Peinovich did not respond to multiple requests to comment.

The New Yorker's Andrew Marantz spoke with his father, Mike Sr., a former English professor at the University of Pennsylvania, who said his son was an outspoken Trump supporter ("very much the only one in the family") but had no clue about his life as a white-power shock jock prior to the release of his identity.

Peinovich Sr. said he'd only spoken to his son once this last year, requesting that his son legally change his last name to Enoch. Peinovich initially agreed, then changed his mind, and relayed his decision via text message. It was the last time the two communicated.

"What do you do?" Peinovich's stepmother, Billie, told Marantz. "Send a letter to your cousins — 'Haven't spoken to you in 20 years, hope you're doing well, and, oh, P.S., our son's a Nazi now?'"

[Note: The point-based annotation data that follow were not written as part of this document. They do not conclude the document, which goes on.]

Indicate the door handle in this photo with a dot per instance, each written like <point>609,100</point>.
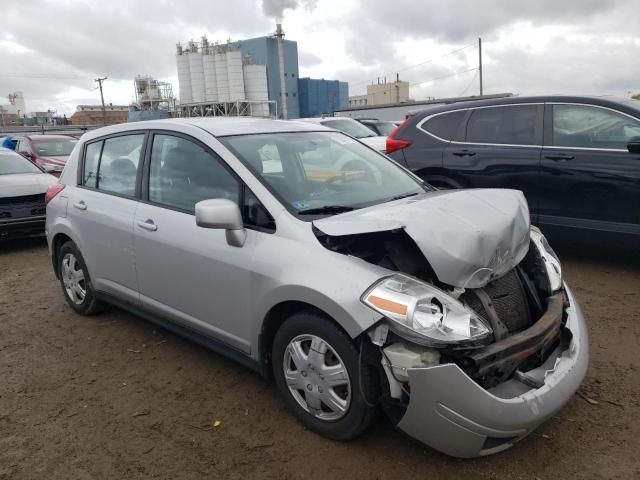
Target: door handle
<point>148,225</point>
<point>559,157</point>
<point>464,153</point>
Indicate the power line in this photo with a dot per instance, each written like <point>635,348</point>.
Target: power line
<point>40,75</point>
<point>444,76</point>
<point>433,59</point>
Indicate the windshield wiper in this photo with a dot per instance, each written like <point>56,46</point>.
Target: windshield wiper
<point>406,195</point>
<point>326,209</point>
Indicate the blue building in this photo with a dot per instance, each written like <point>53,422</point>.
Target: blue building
<point>264,51</point>
<point>319,97</point>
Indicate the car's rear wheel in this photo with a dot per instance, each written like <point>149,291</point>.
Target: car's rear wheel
<point>316,368</point>
<point>76,283</point>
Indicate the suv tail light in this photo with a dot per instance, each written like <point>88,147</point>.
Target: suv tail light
<point>395,144</point>
<point>52,191</point>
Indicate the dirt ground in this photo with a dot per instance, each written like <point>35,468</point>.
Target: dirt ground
<point>113,396</point>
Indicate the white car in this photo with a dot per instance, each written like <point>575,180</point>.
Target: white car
<point>353,128</point>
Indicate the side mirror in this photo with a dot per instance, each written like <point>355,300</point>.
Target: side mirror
<point>634,146</point>
<point>222,214</point>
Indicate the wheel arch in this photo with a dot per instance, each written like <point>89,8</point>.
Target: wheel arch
<point>274,319</point>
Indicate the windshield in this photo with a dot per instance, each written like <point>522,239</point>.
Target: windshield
<point>55,148</point>
<point>12,164</point>
<point>350,127</point>
<point>322,172</point>
<point>385,128</point>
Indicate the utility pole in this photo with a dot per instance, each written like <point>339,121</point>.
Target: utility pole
<point>104,113</point>
<point>480,64</point>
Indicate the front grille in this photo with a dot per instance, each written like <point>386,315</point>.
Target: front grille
<point>22,207</point>
<point>508,299</point>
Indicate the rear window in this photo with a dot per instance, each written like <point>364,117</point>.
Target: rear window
<point>444,125</point>
<point>508,125</point>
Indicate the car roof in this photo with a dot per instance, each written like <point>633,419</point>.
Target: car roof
<point>608,101</point>
<point>45,137</point>
<point>216,126</point>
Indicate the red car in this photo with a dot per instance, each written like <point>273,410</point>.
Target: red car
<point>49,152</point>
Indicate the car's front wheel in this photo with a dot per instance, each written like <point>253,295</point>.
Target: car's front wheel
<point>316,368</point>
<point>76,284</point>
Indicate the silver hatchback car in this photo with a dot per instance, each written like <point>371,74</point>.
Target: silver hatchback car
<point>319,262</point>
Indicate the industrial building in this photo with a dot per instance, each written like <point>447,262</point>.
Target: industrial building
<point>257,76</point>
<point>217,80</point>
<point>321,97</point>
<point>382,93</point>
<point>93,115</point>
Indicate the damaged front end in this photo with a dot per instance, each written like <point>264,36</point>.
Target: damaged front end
<point>471,364</point>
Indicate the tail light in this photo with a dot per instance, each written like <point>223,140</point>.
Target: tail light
<point>395,144</point>
<point>52,191</point>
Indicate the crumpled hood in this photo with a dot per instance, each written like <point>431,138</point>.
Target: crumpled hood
<point>469,237</point>
<point>25,184</point>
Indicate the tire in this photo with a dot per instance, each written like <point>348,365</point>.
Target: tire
<point>75,281</point>
<point>347,412</point>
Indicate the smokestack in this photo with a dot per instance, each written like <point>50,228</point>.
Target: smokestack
<point>283,98</point>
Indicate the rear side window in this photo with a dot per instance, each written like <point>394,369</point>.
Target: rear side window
<point>508,125</point>
<point>584,126</point>
<point>111,165</point>
<point>182,173</point>
<point>444,125</point>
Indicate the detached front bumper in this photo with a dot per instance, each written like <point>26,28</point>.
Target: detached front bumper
<point>22,227</point>
<point>453,414</point>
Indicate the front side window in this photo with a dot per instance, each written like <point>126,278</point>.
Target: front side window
<point>111,165</point>
<point>508,125</point>
<point>584,126</point>
<point>182,173</point>
<point>324,172</point>
<point>11,164</point>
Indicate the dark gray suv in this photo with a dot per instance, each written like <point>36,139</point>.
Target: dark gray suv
<point>576,159</point>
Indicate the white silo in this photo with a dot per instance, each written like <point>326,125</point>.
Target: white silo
<point>255,85</point>
<point>222,82</point>
<point>210,86</point>
<point>235,76</point>
<point>184,75</point>
<point>197,75</point>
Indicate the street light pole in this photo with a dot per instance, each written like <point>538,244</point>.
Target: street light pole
<point>104,112</point>
<point>480,64</point>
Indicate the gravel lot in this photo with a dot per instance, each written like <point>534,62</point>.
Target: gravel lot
<point>113,396</point>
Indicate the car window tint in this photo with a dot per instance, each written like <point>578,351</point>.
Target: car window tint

Peinovich's parents, who could not be reached for comment, didn't point to a single instance or event that led to his views. Instead, it appears Peinovich's transition to white supremacy happened slowly, behind the backs of his family. He attended Columbia High School in Maplewood and took classes at Ohio University and Rutgers before learning how to code and landing a job at AOL.

According to the Southern Poverty Law Center, his radicalization started with an interest in libertarian ideas, then shifted into outright racism and extreme anti-Semitism.

The New Yorker reported that Peinovich spent hours debating politics in chat rooms and on Reddit, and eventually created a Facebook group called the Right Stuff, which declared: "Even though you are wrong, we are open to outside opinions… Also we're white and we're not sorry."

"I became attracted to right-wing politics initially as a rebellion against my 'more progressive than thou' WASP upbringing," Peinovich wrote of himself on the Right Stuff, adding that his support of freedom and markets was "slapped in the face by human bio-diversity."

In a statement to the New York Daily News in September, Peinovich defended his beliefs and lamented what he called the decline of the white population in the United States and Europe.

"Many people are not happy, and those people do not have a voice in the mainstream," he said, "and when they do raise their voice, they are relentlessly mocked, attacked, ostracized, and even violently threatened."